Integrated circuits smash survival record in Venusian atmosphere

Integrated circuits that could withstand the harsh conditions on Venus for a record-breaking length of time have been built and tested by researchers at the NASA Glenn Research Center in Cleveland, Ohio. Operating a lander on the surface of Venus is a very difficult task because the temperatures there can reach 460˚ C and the pressure of the caustic atmosphere is about 100 times that of Earth’s. This vicious environment quickly destroys electronic circuits – even if they are cocooned in heat- and pressure-resistant vessels – and the best systems have only survived for a few hours on Venus. Creating circuits that can resist the Venusian atmosphere for longer and without the need for heavy and cumbersome shields is the goal of NASA’s Phil Neudeck and colleagues. They have created a new integrated circuit from silicon carbide (SiC), which is an extremely tough, chemically inert and heat-resistant semiconductor. They made two ring-oscillator integrated circuits from SiC junction field-effect transistors and tested them in the Glenn Extreme Environments Rig, which can simulate conditions on Venus. The chips survived for more than 500 h while exposed directly to the harsh environment, with no cooling and no protective chip packaging. "Both integrated circuits still worked after the end of the test," Neudeck says. The work is described in AIP Advances.
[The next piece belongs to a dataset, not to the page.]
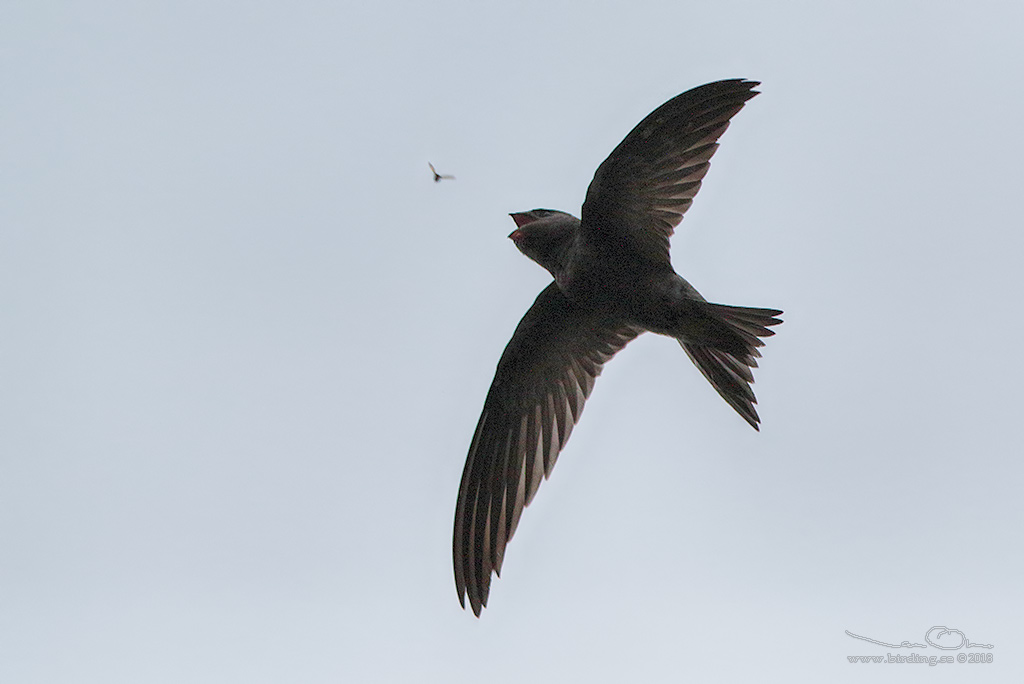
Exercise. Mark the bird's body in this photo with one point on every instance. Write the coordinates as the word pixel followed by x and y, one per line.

Electronic capsule powers itself with stomach acid

A new ingestible electronic device can harvest energy inside the gastrointestinal (GI) tract, allowing it to monitor temperature over several days. In recent years, the technology behind ingestible electronics has significantly improved. These small devices can take live images of the GI tract, deliver drugs and measure conditions such as pH and temperature. However, powering the devices for more than a few hours remains challenging. Now, a team led by Giovanni Traverso of the Massachusetts Institute of Technology (MIT) and Harvard Medical School has developed a capsule that uses biocompatible galvanic cells. The cells harvest energy from the GI tract by transferring electrons between metallic electrodes and the gastric or intestinal fluid. The process can power the device for several days, allowing it to monitor temperature and send data wirelessly to the researchers. The electronic capsule could be used for diagnosis and treatment, and the team hopes to combine the technology with other sensors. A more detailed report on the work presented in Nature Biomedical Engineering can be found on

Israel tops global R&D spend

Israel put 4.3% of its gross domestic product (GDP) into R&D in 2015, making it the biggest spender – in terms of the percentage of its economic output – of the 35 countries belonging to the Organisation for Economic Co-operation and Development (OECD). Israel just surpassed South Korea, who ploughed 4.2% of the country’s GDP into science, while Japan was third (3.5%). The US, meanwhile, spent 2.8% of its GDP on R&D, with China spending 2.1%. In Europe, Sweden was the highest at 3.3% followed by Austria at 3.1%. The UK, meanwhile, spent 1.7% of its GDP on R&D, below the EU average of 2.1% and the OECD average of 2.4%. The OECD says that there was a slight decline in government R&D budgets in 2015 but businesses increased their contribution by 2.5%, making the private sector responsible for nearly 70% of all R&D spending that year.